Le dune di euro portate dal vento che spira dai Paesi del Golfo, e forse dal Maghreb, stanno travolgendo l’idea di socialismo europeo a cui si ispira gran parte della battaglia per la segreteria del Pd, insabbiando definitivamente l’ultimo castello della propaganda progressista nostrana: l’Europa e le sue istituzioni. Che oggi assomigliano alle mura di Ubar, l’Atlandide del deserto, ricoperte da strati di euro, sotto i quali giace il loro significato politico.



La diffusione del fenomeno che viene descritto dalla procura belga non è solo interessante sul piano degli esiti giudiziari, tutti ancora da verificare, ma narra anche di un’evidente contraddizione che il “popolo della sinistra” (potenziale target delle mire piddine) percepisce bene. Come possono le forze politiche “di sinistra” presentare se stesse come portatrici degli interessi dei più deboli e sfruttati del sistema capitalistico occidentale e poi cedere alle lusinghe delle plutocrazie estere? Come può accadere che un intero sistema di gestione del potere a livello europeo, sia istituzionale che di partito, non si sia accorto che vi erano posizioni strumentali frutto, secondo la procura belga, di biechi interessi personali? Come può reggere un sistema di rappresentanza permeabile al denaro, alle prebende personali, quando si trova ad affrontare colossi con finanza illimitata pronti a rendere ricco chi dovrebbe combatterli? Come possono gli elettori europei, e italiani in particolare, in sostanza, affidare a questa sinistra la battaglia contro i giganti dell’hi-tech, della finanza, dell’industria se i suoi meccanismi per assumere le decisioni non hanno intercettato alcuna anomalia prima dell’intervento della magistratura?

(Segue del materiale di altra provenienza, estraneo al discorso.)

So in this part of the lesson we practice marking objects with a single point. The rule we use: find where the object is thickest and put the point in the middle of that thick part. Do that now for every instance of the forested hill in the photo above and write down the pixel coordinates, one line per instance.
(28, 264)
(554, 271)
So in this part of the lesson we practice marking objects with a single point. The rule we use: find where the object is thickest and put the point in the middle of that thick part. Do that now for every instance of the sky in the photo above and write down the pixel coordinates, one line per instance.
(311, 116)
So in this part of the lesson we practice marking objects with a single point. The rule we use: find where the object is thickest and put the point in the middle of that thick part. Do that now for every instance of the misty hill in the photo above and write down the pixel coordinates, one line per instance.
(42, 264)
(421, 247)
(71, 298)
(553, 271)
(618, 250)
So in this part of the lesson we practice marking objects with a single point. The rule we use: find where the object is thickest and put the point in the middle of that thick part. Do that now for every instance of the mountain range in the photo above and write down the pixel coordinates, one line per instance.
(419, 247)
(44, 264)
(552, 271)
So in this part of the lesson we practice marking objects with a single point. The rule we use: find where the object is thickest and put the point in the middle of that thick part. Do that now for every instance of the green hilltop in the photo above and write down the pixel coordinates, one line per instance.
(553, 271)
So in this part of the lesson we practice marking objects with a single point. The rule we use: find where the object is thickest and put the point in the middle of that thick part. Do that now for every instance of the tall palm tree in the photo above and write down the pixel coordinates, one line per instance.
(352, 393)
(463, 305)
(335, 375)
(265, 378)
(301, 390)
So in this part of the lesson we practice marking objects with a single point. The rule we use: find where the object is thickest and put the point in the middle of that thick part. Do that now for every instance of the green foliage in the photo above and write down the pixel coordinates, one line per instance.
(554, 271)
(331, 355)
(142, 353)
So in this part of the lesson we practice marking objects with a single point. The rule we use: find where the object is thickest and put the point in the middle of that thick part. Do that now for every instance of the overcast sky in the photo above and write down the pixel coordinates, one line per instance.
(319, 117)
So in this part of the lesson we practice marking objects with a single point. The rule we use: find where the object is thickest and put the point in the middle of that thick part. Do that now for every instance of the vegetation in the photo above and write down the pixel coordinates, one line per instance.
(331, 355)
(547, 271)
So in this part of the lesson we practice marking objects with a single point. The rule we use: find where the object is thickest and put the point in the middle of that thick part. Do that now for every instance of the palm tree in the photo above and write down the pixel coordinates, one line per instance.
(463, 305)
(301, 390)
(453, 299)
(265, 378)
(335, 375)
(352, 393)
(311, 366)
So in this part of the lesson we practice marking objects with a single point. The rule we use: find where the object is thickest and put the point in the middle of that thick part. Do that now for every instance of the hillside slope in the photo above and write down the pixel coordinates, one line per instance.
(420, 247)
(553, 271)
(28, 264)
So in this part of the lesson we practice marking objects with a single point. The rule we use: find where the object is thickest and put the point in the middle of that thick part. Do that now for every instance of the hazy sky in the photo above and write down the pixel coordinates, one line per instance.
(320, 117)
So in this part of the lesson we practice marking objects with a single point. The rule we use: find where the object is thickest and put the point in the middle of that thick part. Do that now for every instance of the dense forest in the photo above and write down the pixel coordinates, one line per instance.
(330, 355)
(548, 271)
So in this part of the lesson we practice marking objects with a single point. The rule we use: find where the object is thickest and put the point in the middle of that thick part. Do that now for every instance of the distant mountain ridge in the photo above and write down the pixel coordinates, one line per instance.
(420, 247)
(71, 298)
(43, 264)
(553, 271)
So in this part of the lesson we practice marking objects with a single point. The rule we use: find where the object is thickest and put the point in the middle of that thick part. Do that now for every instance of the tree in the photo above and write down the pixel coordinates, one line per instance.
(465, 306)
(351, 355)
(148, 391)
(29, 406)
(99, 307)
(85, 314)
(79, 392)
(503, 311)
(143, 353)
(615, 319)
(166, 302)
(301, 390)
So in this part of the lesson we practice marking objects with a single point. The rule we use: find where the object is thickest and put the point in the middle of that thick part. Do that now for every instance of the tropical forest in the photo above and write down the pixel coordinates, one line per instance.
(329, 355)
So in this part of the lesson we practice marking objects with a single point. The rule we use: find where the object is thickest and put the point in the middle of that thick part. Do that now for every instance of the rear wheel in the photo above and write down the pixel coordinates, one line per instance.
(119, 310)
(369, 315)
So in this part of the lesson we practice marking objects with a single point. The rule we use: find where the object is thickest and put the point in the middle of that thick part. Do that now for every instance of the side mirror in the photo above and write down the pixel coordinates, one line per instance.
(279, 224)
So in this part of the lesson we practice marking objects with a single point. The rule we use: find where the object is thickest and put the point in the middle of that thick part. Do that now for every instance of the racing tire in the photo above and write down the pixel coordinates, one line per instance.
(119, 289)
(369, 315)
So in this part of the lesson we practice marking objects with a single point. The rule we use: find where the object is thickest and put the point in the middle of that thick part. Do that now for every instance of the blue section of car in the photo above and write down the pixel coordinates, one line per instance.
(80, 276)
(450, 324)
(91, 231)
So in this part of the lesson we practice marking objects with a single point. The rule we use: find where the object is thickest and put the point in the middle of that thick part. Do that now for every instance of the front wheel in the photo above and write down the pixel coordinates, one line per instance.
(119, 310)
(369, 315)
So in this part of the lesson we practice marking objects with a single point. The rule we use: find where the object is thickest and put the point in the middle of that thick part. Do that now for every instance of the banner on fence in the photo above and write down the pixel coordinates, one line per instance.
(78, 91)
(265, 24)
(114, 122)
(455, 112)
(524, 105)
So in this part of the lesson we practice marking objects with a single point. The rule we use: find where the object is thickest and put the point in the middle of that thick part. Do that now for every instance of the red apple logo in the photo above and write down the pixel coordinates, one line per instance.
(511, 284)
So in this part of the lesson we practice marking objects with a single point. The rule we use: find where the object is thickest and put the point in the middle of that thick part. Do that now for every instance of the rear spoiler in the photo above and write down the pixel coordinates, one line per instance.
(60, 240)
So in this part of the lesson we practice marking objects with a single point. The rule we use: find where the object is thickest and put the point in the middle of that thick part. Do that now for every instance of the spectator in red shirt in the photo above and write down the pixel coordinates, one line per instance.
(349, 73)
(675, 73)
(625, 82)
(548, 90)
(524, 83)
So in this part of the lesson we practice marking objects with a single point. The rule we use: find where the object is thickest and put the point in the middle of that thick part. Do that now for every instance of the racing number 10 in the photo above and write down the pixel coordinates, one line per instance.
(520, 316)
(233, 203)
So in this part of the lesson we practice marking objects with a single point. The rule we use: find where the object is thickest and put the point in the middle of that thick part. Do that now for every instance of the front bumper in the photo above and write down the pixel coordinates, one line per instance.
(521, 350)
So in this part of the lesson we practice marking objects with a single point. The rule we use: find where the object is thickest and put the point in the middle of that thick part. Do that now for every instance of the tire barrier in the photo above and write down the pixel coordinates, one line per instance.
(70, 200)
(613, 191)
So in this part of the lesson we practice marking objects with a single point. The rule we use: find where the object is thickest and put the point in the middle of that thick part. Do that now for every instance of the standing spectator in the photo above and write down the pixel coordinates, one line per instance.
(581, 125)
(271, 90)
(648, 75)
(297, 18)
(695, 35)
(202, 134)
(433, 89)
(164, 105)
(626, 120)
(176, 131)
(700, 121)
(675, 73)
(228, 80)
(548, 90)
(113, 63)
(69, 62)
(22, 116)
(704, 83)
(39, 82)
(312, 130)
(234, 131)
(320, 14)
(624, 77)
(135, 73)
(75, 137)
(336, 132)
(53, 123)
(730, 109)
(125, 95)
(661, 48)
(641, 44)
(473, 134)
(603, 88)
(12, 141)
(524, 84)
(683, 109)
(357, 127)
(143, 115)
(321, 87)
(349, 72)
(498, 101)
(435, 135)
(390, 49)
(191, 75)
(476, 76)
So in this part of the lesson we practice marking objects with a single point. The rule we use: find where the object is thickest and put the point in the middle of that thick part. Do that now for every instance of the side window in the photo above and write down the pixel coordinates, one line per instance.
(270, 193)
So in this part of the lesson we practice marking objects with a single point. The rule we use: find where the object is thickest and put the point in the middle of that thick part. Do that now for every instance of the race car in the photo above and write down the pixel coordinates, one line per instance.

E non si tratta solo dei denari trovati, che poi si vedrà a cosa servivano e se erano tenuti da parte legittimante o meno, né se siano serviti davvero ad ammorbidire o meno alcune posizioni, ma dell’evidente assenza di ogni meccanismo di controllo interno coniugato all’attrazione per tutti i simboli della plutocrazia offerti “in dono” dai monopolisti miliardari che si è combattuto fino al giorno prima. Benessere improprio che la procura contesta sia cercato non solo da chi era eletto, ma anche da chi assiste gli eletti. Fenomeno ben più grave, visto che nella maggioranza dei casi sono gli assistenti a parlare le lingue, a capire i meccanismi e a gestire, nei fatti, quelli che hanno solo preso il consenso.

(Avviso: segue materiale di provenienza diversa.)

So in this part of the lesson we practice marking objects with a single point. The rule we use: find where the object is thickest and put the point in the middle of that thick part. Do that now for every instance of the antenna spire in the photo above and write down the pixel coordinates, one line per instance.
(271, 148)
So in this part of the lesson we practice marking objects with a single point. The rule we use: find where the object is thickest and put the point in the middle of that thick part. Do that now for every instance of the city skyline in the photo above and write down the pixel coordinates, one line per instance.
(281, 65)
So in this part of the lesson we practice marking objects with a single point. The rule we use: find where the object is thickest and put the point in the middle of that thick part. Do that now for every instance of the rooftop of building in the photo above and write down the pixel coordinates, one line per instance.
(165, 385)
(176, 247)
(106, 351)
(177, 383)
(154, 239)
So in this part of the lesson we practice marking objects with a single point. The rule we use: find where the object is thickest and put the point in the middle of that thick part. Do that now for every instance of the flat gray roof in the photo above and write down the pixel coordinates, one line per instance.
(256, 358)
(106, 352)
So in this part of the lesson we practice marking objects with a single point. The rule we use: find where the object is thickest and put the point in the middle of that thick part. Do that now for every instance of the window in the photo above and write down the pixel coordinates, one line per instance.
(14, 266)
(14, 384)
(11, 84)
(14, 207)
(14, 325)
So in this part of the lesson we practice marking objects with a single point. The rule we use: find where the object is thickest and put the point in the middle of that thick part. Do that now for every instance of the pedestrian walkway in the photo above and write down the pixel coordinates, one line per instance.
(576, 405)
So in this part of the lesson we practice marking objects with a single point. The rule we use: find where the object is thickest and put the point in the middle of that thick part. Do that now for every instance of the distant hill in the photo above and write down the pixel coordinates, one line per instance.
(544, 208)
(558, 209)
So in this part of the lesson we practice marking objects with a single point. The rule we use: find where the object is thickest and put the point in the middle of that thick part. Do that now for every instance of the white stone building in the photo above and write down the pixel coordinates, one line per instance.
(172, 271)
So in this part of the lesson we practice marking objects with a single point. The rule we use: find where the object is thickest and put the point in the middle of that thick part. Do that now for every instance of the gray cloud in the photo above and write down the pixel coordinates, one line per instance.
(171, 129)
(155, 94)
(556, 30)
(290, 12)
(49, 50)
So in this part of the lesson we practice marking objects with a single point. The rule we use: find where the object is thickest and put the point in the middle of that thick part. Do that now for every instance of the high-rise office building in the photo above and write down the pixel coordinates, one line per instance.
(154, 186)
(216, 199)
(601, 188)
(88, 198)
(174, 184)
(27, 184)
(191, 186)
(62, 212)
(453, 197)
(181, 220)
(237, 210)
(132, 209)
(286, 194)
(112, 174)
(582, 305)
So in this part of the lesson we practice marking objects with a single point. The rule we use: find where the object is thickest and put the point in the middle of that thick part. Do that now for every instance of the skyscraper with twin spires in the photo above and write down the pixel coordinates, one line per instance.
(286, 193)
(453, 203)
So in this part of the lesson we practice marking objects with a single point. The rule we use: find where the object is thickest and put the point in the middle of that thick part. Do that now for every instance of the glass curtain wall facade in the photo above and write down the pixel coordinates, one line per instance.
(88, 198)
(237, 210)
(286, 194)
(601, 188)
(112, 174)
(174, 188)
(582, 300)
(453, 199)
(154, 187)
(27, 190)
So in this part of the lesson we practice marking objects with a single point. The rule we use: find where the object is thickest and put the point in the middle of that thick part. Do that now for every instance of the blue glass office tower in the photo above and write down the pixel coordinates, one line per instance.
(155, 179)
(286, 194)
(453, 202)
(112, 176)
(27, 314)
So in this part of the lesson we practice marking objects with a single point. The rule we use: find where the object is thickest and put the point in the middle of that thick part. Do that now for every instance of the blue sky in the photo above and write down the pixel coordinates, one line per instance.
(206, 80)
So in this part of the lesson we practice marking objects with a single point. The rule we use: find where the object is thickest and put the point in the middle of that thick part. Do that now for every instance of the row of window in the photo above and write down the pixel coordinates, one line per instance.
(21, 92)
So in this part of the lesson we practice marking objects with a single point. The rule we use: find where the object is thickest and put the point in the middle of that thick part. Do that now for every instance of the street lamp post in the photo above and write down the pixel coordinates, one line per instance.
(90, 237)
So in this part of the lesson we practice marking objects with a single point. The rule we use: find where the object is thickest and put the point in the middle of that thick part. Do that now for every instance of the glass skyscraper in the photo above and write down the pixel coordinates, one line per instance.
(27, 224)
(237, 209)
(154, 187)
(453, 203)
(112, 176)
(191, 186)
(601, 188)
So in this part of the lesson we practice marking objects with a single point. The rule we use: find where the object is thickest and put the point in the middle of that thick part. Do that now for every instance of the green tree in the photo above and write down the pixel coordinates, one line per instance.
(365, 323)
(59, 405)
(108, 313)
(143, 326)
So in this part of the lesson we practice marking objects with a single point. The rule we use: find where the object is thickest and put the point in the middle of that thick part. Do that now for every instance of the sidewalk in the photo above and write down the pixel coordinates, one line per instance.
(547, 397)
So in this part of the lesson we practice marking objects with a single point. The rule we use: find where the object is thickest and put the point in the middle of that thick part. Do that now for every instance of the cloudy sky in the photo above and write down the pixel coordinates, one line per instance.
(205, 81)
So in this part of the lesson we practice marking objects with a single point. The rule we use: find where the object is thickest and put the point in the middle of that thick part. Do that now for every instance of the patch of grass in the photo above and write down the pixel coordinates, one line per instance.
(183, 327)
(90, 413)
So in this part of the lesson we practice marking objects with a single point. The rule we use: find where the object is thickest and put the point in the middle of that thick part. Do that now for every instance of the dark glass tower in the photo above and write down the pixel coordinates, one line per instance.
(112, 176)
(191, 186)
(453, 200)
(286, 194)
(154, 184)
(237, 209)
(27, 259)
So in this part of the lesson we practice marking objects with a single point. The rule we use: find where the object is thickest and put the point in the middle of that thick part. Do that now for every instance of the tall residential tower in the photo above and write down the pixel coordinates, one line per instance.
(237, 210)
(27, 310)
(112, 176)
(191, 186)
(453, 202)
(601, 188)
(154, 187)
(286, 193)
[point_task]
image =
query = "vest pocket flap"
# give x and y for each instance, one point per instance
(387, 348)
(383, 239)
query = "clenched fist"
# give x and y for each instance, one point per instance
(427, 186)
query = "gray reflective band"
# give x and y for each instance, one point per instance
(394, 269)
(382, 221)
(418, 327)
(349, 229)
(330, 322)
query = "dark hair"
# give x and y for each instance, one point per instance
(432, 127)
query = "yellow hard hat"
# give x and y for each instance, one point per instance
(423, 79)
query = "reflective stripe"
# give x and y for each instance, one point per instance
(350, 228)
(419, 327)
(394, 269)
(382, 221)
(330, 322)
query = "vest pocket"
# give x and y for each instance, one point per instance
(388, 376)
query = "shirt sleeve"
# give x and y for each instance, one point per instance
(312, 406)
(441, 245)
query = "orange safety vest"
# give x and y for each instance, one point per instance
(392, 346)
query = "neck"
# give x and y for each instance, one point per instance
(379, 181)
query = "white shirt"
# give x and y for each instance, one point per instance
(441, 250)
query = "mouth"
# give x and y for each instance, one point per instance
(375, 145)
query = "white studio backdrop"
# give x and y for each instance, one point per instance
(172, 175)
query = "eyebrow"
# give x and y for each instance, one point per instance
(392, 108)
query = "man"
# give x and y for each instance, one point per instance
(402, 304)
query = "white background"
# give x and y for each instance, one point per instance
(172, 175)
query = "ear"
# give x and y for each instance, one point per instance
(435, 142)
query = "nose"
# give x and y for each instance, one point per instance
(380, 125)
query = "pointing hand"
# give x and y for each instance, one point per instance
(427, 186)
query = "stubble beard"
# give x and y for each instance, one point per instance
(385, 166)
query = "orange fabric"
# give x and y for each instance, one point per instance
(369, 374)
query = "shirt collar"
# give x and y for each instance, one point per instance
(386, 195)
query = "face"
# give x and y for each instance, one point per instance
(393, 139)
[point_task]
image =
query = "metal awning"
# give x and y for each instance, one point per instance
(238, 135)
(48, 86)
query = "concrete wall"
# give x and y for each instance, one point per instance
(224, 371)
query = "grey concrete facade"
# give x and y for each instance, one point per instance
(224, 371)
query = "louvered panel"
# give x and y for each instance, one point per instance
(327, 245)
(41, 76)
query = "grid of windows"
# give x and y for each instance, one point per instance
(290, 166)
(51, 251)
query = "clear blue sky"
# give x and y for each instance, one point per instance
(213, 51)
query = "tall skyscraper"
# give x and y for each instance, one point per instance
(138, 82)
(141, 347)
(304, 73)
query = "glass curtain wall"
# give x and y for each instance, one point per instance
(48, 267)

Questa ammucchiata senza struttura dimostra di essere inadatta, sin dalla selezione, al compito. E il Pd tace in larghissima parte, perché sa che ne pagherà il prezzo. La scelta di virare verso candidature oppositive e forti, come la Schlein, o di andare sul pragmatico Bonaccini senza discutere delle regole interne, di come ci si finanzia, di come si agisce come comunità, di quale sono le priorità condivise, prima che dei programmi di ciascuno dei candidati, conferma che non si potrà superare questa ennesima crisi invocando Bruxelles. Locus horribilis, ormai, e non salvifica parola da proferire per declinare la propria forza.

Gli elettori lo sanno intimamente che le borse della moglie di Soumahoro, i viaggi in Qatar tra arazzi e piscine, per quanto legittimi, si accompagnano nell’immaginario ai pacchi di banconote, agli stipendi importanti, alle consulenze postume, contando molto di più quei beni, così appare, del sogno di una sinistra collettiva e ampia che sappia rappresentare ceti interi e non singoli interessi. Per far quello ci vuole un partito, non un gruppo dirigente. E di partiti a sinistra non ce ne sono.

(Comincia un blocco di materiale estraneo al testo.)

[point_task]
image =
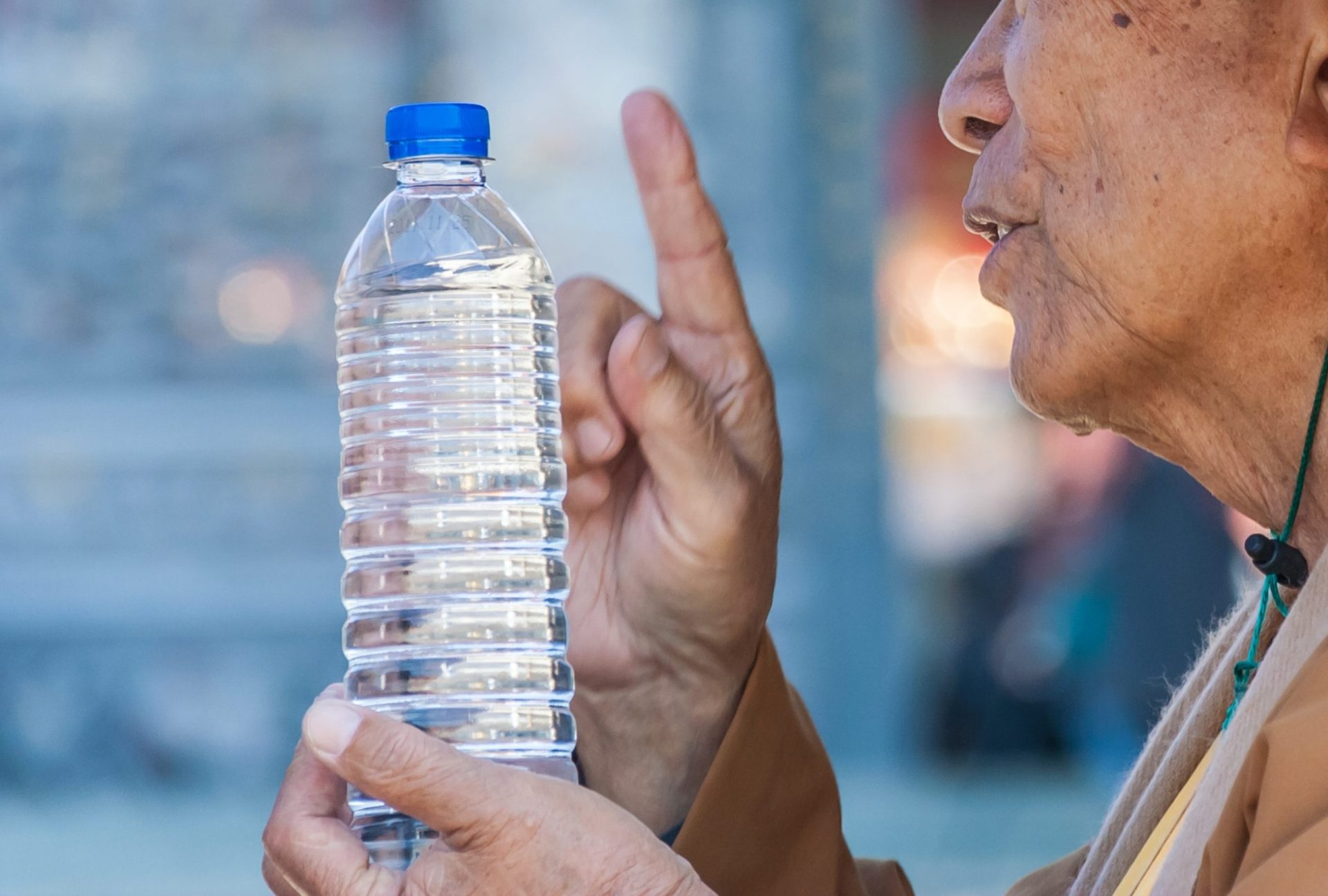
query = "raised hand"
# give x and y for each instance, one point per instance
(674, 458)
(504, 832)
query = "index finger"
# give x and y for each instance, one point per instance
(416, 773)
(699, 286)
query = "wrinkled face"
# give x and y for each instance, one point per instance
(1136, 178)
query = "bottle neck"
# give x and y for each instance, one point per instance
(439, 170)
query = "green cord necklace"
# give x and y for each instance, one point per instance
(1282, 564)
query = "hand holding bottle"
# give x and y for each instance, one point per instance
(504, 830)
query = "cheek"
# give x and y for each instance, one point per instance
(1069, 351)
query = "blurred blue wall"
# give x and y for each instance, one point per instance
(167, 514)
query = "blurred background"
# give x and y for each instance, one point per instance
(983, 611)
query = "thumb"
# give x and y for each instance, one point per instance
(674, 418)
(409, 770)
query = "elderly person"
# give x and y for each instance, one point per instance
(1154, 176)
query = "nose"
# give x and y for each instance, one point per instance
(977, 104)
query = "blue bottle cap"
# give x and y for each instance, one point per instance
(437, 129)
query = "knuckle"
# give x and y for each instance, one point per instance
(277, 838)
(389, 752)
(582, 290)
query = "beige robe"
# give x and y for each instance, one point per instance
(766, 819)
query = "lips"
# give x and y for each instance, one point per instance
(993, 225)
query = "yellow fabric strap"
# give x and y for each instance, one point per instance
(1144, 871)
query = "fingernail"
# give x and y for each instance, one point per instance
(594, 438)
(330, 725)
(649, 356)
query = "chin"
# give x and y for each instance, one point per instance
(1053, 382)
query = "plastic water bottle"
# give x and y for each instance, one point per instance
(452, 472)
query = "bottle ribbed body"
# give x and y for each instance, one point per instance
(452, 481)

La prova è la stessa Schlein, che non era neppure iscritta, anzi se ne era già andata con Civati anni prima sbattendo al porta. E queste cose contano. Vuol dire che l’individuo, leader o meno, ha interessi preminenti sulla collettività che rappresenta. Che non ci sono anticorpi interni strutturali per evitare le fughe alla ricerca del proprio tornaconto, politico o materiale, che tutti si sentono in diritto di fare la propria traversata solitaria tirandosi dietro una carovana più o meno ampia che approderà in qualche posto. E se prima l’Europa era il luogo a cui puntare, ora quel luogo è solo, per la sinistra italiana, una città perduta nel deserto sotto dune fatte di euro.